Atalanta defender Kouakou Kossounou started for Ivory Coast against Curacao at the 2026 World Cup, stepping onto the global stage at 25 with his club season already behind him and his next chapter still unwritten.
The timing matters. Kossounou completed 19 Serie A appearances for la Dea this season, contributing one goal and carrying an average rating of 6.70 — solid, if not dominant, numbers for a centre-back operating in a system that finished seventh in the table on 59 points. Atalanta's defensive record of 36 goals conceded across 38 matches reflects a collective discipline rather than any single performer's brilliance, and Kossounou's role within that structure has been functional rather than decisive. An AI overall score of 65 out of a potential 76 suggests the ceiling is meaningfully higher than what this season produced.

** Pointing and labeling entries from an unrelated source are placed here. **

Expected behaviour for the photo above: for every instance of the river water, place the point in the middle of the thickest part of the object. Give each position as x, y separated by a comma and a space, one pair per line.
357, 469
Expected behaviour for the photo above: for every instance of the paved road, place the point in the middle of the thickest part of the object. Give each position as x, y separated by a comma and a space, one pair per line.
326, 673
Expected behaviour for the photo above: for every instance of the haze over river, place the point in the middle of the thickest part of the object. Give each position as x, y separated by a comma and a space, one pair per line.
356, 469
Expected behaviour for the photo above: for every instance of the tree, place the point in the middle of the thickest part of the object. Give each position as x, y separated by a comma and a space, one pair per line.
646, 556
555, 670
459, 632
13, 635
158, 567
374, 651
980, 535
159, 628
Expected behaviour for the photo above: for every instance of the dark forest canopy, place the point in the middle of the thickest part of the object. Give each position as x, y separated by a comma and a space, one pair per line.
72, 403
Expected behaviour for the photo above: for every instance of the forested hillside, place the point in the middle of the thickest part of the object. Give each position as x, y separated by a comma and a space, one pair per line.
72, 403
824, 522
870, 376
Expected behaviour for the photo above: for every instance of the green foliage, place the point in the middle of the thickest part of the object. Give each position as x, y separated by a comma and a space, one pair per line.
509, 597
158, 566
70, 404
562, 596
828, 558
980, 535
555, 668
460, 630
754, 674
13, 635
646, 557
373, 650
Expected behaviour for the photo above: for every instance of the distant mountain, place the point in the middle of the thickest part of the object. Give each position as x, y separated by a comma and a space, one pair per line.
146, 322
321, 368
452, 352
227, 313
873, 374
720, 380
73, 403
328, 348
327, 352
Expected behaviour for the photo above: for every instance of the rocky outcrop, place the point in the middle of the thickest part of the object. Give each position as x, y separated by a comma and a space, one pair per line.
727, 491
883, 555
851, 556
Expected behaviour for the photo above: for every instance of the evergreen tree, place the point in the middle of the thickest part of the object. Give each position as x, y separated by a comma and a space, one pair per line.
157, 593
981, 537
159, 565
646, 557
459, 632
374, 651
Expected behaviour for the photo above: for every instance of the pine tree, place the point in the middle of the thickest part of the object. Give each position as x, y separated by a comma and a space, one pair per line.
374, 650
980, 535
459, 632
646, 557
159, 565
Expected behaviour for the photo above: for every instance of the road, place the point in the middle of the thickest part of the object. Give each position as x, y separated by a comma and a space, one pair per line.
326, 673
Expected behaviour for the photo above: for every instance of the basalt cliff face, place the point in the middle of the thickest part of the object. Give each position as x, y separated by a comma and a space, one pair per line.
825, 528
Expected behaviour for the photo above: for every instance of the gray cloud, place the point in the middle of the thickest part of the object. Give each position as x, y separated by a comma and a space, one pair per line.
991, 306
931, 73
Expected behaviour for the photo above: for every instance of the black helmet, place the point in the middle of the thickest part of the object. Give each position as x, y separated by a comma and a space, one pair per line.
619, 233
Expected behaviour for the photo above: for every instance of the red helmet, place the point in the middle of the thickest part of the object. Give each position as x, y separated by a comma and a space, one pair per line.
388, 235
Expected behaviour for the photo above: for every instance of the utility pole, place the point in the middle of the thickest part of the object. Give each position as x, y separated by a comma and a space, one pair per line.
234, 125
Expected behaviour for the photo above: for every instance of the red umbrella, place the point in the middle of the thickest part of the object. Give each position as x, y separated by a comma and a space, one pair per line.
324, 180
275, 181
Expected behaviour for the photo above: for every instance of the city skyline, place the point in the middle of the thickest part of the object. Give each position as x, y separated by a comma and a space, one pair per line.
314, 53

The World Cup, then, is both an opportunity and an audition. Ivory Coast's group-stage fixture against Curacao gave Kossounou minutes at the highest level of international football, the kind of visibility that can reframe a player's market value regardless of what his club numbers say. Atalanta's transfer operation is, by now, one of the most sophisticated in European football — the club's cumulative capital gains over 16 years are reportedly approaching 800 million euros, a figure that speaks to how precisely Bergamo identifies, develops, and monetises talent. Kossounou sits squarely inside that model.
The injury to Atalanta teammate Isak Hien, whose World Cup ended prematurely through serious injury, adds another layer of complexity. A depleted defensive unit heading into the summer transfer window creates both risk and opportunity: the club may need to reinforce at centre-back, which could either secure Kossounou's place in the hierarchy or accelerate a decision about his future.
At 25, with a potential rating that outstrips his current output and a World Cup platform to make his case, Kossounou enters the summer as one of the more interesting defensive assets in Atalanta's squad — not yet the finished article, but close enough to matter.